Les auteur·ices donnent à voir trois flots de mépris des fonctionnaires différents qui confluent en un délétère torrent :
- Celle des milieux populaires face à des fonctionnaires, qui sont bien souvent les seuls à même de les aider mais ne le peuvent pas toujours, par le manque de moyens humains et financier dont ils souffrent ainsi que la cannibalisation de leur temps de travail par les exigences de reporting ;
- Celle de responsables politiques, économiques et médiatiques acquis aux thèses du « nouveau management public » – caractérisé par une « séparation entre les fonctions de stratégie, de pilotage et de contrôle et les fonctions opérationnelles de mise en œuvre ; la fragmentation des bureaucraties verticales par création d’unités administratives autonomes (des agences), par la décentralisation ou par l’empowerment de groupes d’usagers ; le recours systématique aux mécanismes de marché ; la mise en place d’une gestion par les résultats fondée sur la réalisation d’objectifs, la mesure et l’évaluation des performances et de nouvelles formes de contrôle dans le cadre de programmes de contractualisation. » (Bezes, 2012, p. 17) ;
- Celle des fonctionnaires pour eux-mêmes, pour ce qu’ils sont contraints de faire, ce qu’ils n’ont plus le temps ou les moyens de faire : celle des profs aux classes de 40 élèves, des infirmières qui n’ont plus le temps de prendre soin, des assistantes sociales débordées et sans plus de moyens…

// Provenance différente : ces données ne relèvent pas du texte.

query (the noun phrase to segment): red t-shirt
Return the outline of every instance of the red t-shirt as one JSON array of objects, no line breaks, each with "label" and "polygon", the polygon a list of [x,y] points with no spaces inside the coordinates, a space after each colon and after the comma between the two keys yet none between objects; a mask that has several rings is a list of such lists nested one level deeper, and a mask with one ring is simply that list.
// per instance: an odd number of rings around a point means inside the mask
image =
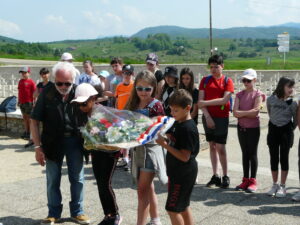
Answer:
[{"label": "red t-shirt", "polygon": [[[199,86],[199,90],[204,91],[204,100],[223,98],[225,91],[231,93],[234,92],[233,82],[229,77],[227,83],[225,82],[224,75],[222,75],[219,79],[211,77],[204,87],[205,79],[206,77],[202,78]],[[207,110],[212,117],[229,117],[230,102],[228,101],[224,107],[221,105],[207,106]]]},{"label": "red t-shirt", "polygon": [[19,103],[24,104],[27,102],[33,102],[33,92],[36,89],[36,85],[31,79],[21,79],[19,81]]}]

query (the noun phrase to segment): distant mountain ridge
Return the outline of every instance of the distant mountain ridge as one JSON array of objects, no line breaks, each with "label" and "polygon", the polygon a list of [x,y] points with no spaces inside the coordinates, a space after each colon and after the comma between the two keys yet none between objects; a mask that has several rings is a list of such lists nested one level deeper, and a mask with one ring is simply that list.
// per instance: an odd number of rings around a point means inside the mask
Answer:
[{"label": "distant mountain ridge", "polygon": [[23,42],[23,41],[16,40],[16,39],[13,39],[13,38],[9,38],[9,37],[4,37],[4,36],[1,36],[1,35],[0,35],[0,42],[6,42],[6,43],[20,43],[20,42]]},{"label": "distant mountain ridge", "polygon": [[[288,32],[291,37],[300,37],[300,23],[286,23],[268,27],[232,27],[232,28],[213,28],[214,38],[261,38],[275,39],[277,35],[283,32]],[[208,28],[185,28],[179,26],[157,26],[148,27],[140,30],[132,37],[146,38],[149,34],[165,33],[172,38],[208,38]]]}]

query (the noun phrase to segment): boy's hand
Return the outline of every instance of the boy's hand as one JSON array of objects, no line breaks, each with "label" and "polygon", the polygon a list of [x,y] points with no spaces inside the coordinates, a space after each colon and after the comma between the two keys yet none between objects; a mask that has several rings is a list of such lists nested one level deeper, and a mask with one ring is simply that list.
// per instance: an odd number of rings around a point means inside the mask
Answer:
[{"label": "boy's hand", "polygon": [[158,134],[158,136],[157,136],[156,143],[162,147],[168,145],[168,143],[166,142],[166,139],[163,136],[161,136],[160,134]]},{"label": "boy's hand", "polygon": [[208,128],[210,128],[210,129],[215,129],[216,128],[215,122],[213,121],[213,119],[210,116],[205,117],[205,120],[206,120],[206,125],[207,125]]}]

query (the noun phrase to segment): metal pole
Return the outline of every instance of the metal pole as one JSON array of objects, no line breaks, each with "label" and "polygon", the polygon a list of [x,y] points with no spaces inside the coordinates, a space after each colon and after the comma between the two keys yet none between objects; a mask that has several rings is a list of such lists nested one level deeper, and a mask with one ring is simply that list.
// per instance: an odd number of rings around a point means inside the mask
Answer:
[{"label": "metal pole", "polygon": [[210,55],[212,55],[212,19],[211,19],[211,0],[209,0],[209,42],[210,42]]},{"label": "metal pole", "polygon": [[283,52],[283,64],[285,65],[285,52]]}]

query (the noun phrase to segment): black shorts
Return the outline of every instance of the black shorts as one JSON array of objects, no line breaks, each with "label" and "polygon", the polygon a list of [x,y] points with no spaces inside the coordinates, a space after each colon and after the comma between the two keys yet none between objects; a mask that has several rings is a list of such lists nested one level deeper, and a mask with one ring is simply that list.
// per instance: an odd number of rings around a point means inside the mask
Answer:
[{"label": "black shorts", "polygon": [[30,115],[32,108],[33,108],[32,102],[26,102],[26,103],[20,104],[20,109],[21,109],[22,114]]},{"label": "black shorts", "polygon": [[226,144],[228,135],[229,118],[216,118],[212,117],[215,122],[215,129],[210,129],[206,125],[204,116],[202,117],[202,123],[205,131],[206,141],[215,142],[218,144]]},{"label": "black shorts", "polygon": [[[195,162],[197,163],[197,162]],[[168,198],[165,209],[170,212],[184,212],[190,205],[190,197],[196,182],[198,167],[196,166],[188,175],[169,176]]]}]

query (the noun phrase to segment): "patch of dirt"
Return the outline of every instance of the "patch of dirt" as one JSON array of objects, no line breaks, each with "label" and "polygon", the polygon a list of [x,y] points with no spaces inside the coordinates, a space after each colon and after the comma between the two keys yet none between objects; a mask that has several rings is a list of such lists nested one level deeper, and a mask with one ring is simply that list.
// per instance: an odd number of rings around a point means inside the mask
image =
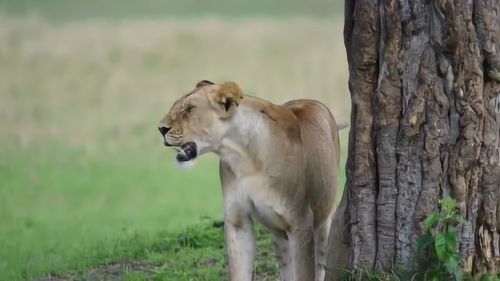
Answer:
[{"label": "patch of dirt", "polygon": [[[262,258],[262,257],[260,257]],[[214,266],[217,263],[216,260],[207,260],[203,265],[210,267]],[[263,261],[259,261],[259,257],[256,259],[256,263],[265,264]],[[156,272],[158,267],[153,264],[147,263],[138,263],[138,262],[114,262],[110,264],[105,264],[101,266],[97,266],[95,268],[90,269],[86,273],[63,273],[63,274],[49,274],[38,281],[119,281],[123,279],[123,275],[126,272],[142,272],[142,273],[150,273],[151,277]],[[266,268],[270,272],[262,272],[262,268],[260,272],[257,272],[254,276],[255,281],[271,281],[276,280],[275,272],[276,269]],[[227,280],[224,278],[224,280]]]},{"label": "patch of dirt", "polygon": [[39,281],[116,281],[121,280],[125,272],[150,272],[154,273],[155,266],[152,264],[137,263],[137,262],[114,262],[101,265],[90,269],[84,274],[65,273],[65,274],[49,274],[48,276],[39,279]]}]

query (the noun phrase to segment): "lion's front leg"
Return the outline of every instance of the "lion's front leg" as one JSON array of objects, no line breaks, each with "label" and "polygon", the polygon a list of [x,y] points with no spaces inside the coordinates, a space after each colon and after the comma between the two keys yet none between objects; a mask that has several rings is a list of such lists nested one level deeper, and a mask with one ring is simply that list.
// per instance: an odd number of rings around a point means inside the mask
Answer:
[{"label": "lion's front leg", "polygon": [[293,281],[290,243],[285,233],[273,234],[273,245],[280,264],[281,281]]},{"label": "lion's front leg", "polygon": [[252,281],[255,259],[255,235],[250,217],[238,219],[238,223],[226,219],[226,246],[229,256],[231,281]]}]

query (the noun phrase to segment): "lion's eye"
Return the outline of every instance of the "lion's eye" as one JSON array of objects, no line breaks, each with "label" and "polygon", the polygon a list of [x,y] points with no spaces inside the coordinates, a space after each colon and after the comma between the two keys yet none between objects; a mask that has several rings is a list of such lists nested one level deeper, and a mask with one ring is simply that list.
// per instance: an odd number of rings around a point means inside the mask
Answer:
[{"label": "lion's eye", "polygon": [[188,105],[188,106],[186,107],[186,109],[184,110],[184,113],[185,113],[185,114],[189,114],[189,113],[191,113],[191,111],[193,111],[193,109],[194,109],[194,106],[192,106],[192,105]]}]

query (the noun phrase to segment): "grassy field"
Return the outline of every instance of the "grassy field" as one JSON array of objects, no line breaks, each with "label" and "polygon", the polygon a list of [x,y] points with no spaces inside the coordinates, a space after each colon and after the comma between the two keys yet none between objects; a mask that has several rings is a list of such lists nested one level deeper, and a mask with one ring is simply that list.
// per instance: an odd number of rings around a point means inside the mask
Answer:
[{"label": "grassy field", "polygon": [[[22,14],[28,2],[2,3]],[[204,226],[222,216],[217,159],[179,171],[156,131],[201,79],[237,81],[276,103],[316,98],[348,120],[335,20],[3,13],[0,62],[0,280],[101,280],[92,274],[113,266],[124,280],[218,280],[222,234]],[[182,242],[186,233],[200,246]],[[272,276],[272,263],[262,267]]]}]

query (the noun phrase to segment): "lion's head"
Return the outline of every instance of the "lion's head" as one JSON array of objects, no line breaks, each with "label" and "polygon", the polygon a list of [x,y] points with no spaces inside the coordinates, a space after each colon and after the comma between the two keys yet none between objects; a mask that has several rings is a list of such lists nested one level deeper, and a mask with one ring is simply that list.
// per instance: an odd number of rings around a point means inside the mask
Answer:
[{"label": "lion's head", "polygon": [[242,91],[234,82],[198,82],[160,121],[158,129],[164,144],[178,151],[178,162],[214,151],[242,98]]}]

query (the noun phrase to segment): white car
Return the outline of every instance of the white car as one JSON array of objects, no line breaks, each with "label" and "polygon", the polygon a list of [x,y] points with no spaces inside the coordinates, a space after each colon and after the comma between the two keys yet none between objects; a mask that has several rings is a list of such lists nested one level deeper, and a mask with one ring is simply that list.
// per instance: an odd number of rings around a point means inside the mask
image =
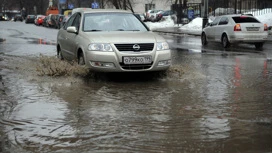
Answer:
[{"label": "white car", "polygon": [[57,55],[102,72],[165,71],[171,65],[166,40],[123,10],[75,12],[58,32]]},{"label": "white car", "polygon": [[221,42],[224,48],[233,43],[254,44],[262,49],[267,41],[268,27],[251,15],[218,16],[202,30],[202,45],[208,42]]},{"label": "white car", "polygon": [[159,13],[162,13],[163,10],[148,10],[144,16],[146,21],[153,21],[156,19]]}]

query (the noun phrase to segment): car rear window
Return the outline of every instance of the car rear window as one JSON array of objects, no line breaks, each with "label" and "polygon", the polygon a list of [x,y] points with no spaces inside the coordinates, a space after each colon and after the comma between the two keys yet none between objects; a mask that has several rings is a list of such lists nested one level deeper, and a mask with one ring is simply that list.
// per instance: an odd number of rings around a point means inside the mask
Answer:
[{"label": "car rear window", "polygon": [[232,17],[235,23],[260,23],[257,19],[254,17],[248,17],[248,16],[236,16]]}]

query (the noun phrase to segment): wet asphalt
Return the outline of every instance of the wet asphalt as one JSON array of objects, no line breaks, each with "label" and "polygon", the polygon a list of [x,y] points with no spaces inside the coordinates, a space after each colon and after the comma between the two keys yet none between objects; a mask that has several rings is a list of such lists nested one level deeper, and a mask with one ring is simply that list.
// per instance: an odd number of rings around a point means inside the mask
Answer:
[{"label": "wet asphalt", "polygon": [[166,75],[38,76],[57,30],[0,22],[0,152],[272,152],[271,43],[160,33]]}]

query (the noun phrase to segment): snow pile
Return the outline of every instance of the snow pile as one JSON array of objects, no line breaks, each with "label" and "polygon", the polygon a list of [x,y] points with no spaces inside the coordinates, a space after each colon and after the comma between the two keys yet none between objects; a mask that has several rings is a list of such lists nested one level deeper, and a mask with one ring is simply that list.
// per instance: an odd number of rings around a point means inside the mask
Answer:
[{"label": "snow pile", "polygon": [[145,22],[145,24],[149,27],[150,30],[155,30],[158,28],[168,28],[168,27],[175,27],[174,21],[171,19],[170,16],[164,17],[159,22]]},{"label": "snow pile", "polygon": [[262,23],[265,23],[268,26],[272,26],[272,13],[256,16],[256,18],[260,20]]},{"label": "snow pile", "polygon": [[203,18],[197,17],[180,28],[184,33],[201,34]]}]

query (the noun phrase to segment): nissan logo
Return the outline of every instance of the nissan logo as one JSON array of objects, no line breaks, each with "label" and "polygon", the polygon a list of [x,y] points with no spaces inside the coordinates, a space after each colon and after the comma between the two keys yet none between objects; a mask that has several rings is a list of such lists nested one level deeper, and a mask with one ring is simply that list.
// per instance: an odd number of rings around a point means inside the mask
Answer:
[{"label": "nissan logo", "polygon": [[140,45],[138,45],[138,44],[135,44],[135,45],[133,45],[133,47],[132,47],[135,51],[138,51],[138,50],[140,50]]}]

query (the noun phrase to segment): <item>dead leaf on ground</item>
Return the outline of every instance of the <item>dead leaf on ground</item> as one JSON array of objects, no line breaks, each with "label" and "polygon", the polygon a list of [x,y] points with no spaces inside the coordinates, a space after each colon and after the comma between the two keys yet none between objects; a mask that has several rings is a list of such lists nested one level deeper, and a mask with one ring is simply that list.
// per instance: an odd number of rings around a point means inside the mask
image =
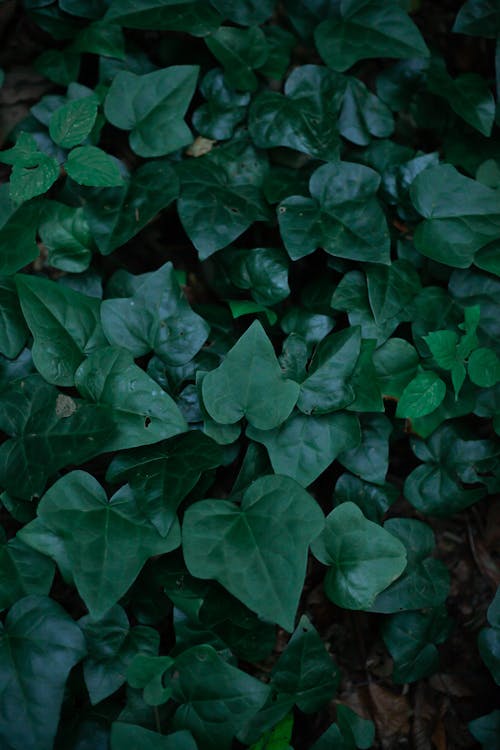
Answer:
[{"label": "dead leaf on ground", "polygon": [[468,685],[457,675],[438,672],[429,678],[429,685],[443,695],[454,698],[470,698],[474,693]]},{"label": "dead leaf on ground", "polygon": [[17,66],[6,72],[0,88],[0,146],[29,114],[30,107],[51,88],[53,84],[32,68]]}]

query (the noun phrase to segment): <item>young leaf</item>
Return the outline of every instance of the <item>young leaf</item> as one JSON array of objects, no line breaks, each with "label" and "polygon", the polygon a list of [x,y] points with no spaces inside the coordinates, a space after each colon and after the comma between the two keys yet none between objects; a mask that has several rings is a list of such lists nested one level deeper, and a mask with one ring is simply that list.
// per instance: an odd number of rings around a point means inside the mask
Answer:
[{"label": "young leaf", "polygon": [[224,362],[205,375],[202,394],[216,422],[234,424],[246,417],[257,429],[272,430],[290,415],[299,386],[283,377],[271,342],[254,321]]},{"label": "young leaf", "polygon": [[239,91],[255,91],[255,68],[260,68],[269,55],[269,47],[262,29],[252,26],[238,29],[221,26],[205,39],[210,52],[224,68],[230,86]]},{"label": "young leaf", "polygon": [[64,165],[79,185],[114,187],[123,185],[116,160],[97,146],[78,146],[69,152]]},{"label": "young leaf", "polygon": [[82,143],[94,127],[97,107],[96,96],[84,96],[56,109],[49,123],[52,140],[62,148],[72,148]]},{"label": "young leaf", "polygon": [[54,563],[14,537],[8,542],[0,527],[0,609],[29,594],[48,596]]},{"label": "young leaf", "polygon": [[467,362],[469,378],[475,385],[491,388],[500,381],[500,359],[493,349],[475,349]]},{"label": "young leaf", "polygon": [[312,544],[315,557],[330,566],[325,591],[339,607],[370,609],[377,594],[406,567],[406,551],[385,529],[367,521],[354,503],[342,503],[326,518]]},{"label": "young leaf", "polygon": [[192,141],[184,114],[194,94],[197,65],[172,65],[137,76],[122,71],[104,102],[112,125],[130,130],[130,148],[139,156],[170,154]]},{"label": "young leaf", "polygon": [[192,575],[215,578],[258,615],[290,631],[309,543],[322,527],[321,510],[299,484],[265,476],[250,485],[241,506],[229,500],[192,505],[184,516],[183,552]]},{"label": "young leaf", "polygon": [[[53,546],[44,539],[46,530],[53,535]],[[149,557],[180,544],[179,526],[161,537],[126,485],[108,500],[99,482],[84,471],[72,471],[52,485],[40,501],[38,517],[19,537],[71,572],[94,619],[125,594]]]},{"label": "young leaf", "polygon": [[446,395],[446,384],[432,370],[420,372],[411,380],[398,400],[397,417],[424,417],[431,414]]},{"label": "young leaf", "polygon": [[140,747],[141,750],[198,750],[191,732],[181,730],[165,736],[144,727],[115,721],[111,725],[111,750]]}]

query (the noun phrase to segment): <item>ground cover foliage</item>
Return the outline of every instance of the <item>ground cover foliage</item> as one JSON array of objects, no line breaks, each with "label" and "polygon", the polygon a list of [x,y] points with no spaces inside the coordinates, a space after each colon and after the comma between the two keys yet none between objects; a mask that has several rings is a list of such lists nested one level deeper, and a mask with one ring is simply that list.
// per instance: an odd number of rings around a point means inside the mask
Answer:
[{"label": "ground cover foliage", "polygon": [[499,748],[495,0],[0,7],[0,746]]}]

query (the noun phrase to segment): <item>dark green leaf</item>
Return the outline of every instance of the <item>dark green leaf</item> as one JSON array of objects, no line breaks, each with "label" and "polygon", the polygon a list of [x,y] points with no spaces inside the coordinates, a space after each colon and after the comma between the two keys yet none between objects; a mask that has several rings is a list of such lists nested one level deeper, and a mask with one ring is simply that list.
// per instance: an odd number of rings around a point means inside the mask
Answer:
[{"label": "dark green leaf", "polygon": [[397,417],[413,419],[431,414],[446,395],[446,384],[432,370],[420,372],[410,380],[398,400]]},{"label": "dark green leaf", "polygon": [[383,485],[389,468],[389,436],[392,424],[384,414],[363,414],[361,444],[342,453],[338,460],[365,482]]},{"label": "dark green leaf", "polygon": [[134,724],[115,721],[111,725],[111,750],[123,750],[125,747],[140,747],[141,750],[197,750],[198,746],[190,732],[173,732],[165,736]]},{"label": "dark green leaf", "polygon": [[89,267],[94,242],[83,208],[47,201],[38,231],[51,266],[68,273]]},{"label": "dark green leaf", "polygon": [[263,65],[269,54],[266,37],[261,29],[252,26],[238,29],[221,26],[205,39],[208,49],[224,68],[227,82],[240,91],[255,91],[255,68]]},{"label": "dark green leaf", "polygon": [[378,486],[352,474],[342,474],[335,485],[333,501],[334,505],[355,503],[369,521],[380,523],[398,495],[398,489],[392,484]]},{"label": "dark green leaf", "polygon": [[204,0],[112,0],[106,18],[131,29],[187,31],[205,36],[221,18]]},{"label": "dark green leaf", "polygon": [[114,187],[123,185],[118,162],[97,146],[78,146],[69,152],[64,165],[79,185]]},{"label": "dark green leaf", "polygon": [[26,343],[28,329],[12,278],[0,276],[0,352],[15,359]]},{"label": "dark green leaf", "polygon": [[0,609],[28,594],[48,595],[54,577],[52,560],[15,537],[7,542],[0,528]]},{"label": "dark green leaf", "polygon": [[94,127],[97,106],[96,96],[84,96],[57,109],[49,123],[52,140],[63,148],[72,148],[82,143]]},{"label": "dark green leaf", "polygon": [[236,125],[245,118],[250,94],[235,91],[219,68],[208,71],[200,91],[208,101],[193,112],[193,125],[206,138],[231,138]]}]

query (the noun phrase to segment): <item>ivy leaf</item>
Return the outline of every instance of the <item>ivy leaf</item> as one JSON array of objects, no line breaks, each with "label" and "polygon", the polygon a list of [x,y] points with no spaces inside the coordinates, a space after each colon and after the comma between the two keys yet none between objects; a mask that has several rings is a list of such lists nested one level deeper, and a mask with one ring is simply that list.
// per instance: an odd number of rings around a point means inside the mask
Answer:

Pris en étau entre ces haines « d’en bas », « d’en haut » et « d’eux-mêmes », il ne reste plus beaucoup d’espace aux fonctionnaires pour déployer leurs compétences et désirs d’agir au service de l’intérêt général. Pis, cet étau est un terrain propice à l’enclenchement d’un terrible cercle vicieux : plus la destruction des services publics avance, plus la légitimité des fonctionnaires s’amenuise, et plus les critiques de ses détracteurs semblent fondées. Selon ces auteur·ices, nous sommes à « un point de basculement historique », qui appelle plus que jamais à la mobilisation de toutes celles et ceux qui savent toute la valeur des services publics.
- Les dommages de l’externalisation
L’externalisation est un phénomène peu présent dans le débat public, alors qu’il est déterminant dans l’état actuel du marché du travail et des services publics en particulier. L’ouvrage s’intéresse à l’externalisation des services publics « par le haut », soit par des cabinets de conseil, et « par le bas », par le recours à des sous-traitant pour effectuer un ensemble de tâches, notamment celles du nettoyage.
- Le discours sur l’écologie punitive participe-t-il de ce fonctionnaire bashing ?
L’écologie bashing et le fonctionnaire bashing ne font qu’un, et ont tous les deux pour eux d’être plus que des discours mais bien des pratiques. La situation de l’ONF et des forestiers l’illustre : les forestiers ont pour métier ce qui était pour eux une vocation, et celle-ci est empêchée. La médecine du travail est aujourd’hui le secteur le moins choisi par les étudiants : cela n’aide pas à assurer le suivi de la santé des fonctionnaires exposés, et notamment les forestiers. C’est « l’empire des comptes » : on rogne sur tout pour la rentabilité financière immédiate. Cela pose un grave problème quand cela s’attache à de sujets n’appartenant pas à cette logique de rentabilité immédiate (santé, forêts). La mise sous tension de ces différents secteurs produit des aggravations réciproques : ici moins de médecins du travail entraîne moins de forestier en bonne santé donc détérioration de l’état des forêts et in fine de la santé globale…
Un autre exemple développé dans l’ouvrage est celui du défaut d’entretien des routes, qui entraîne des accidents ; des services de secours qui arrivent tardivement du fait de leur émiettement et du manque de personnel, puis le temps d’attente aux urgences en CHU. L’enchaînement de ces manquements produit un accroissement significatif de la mise en danger des populations.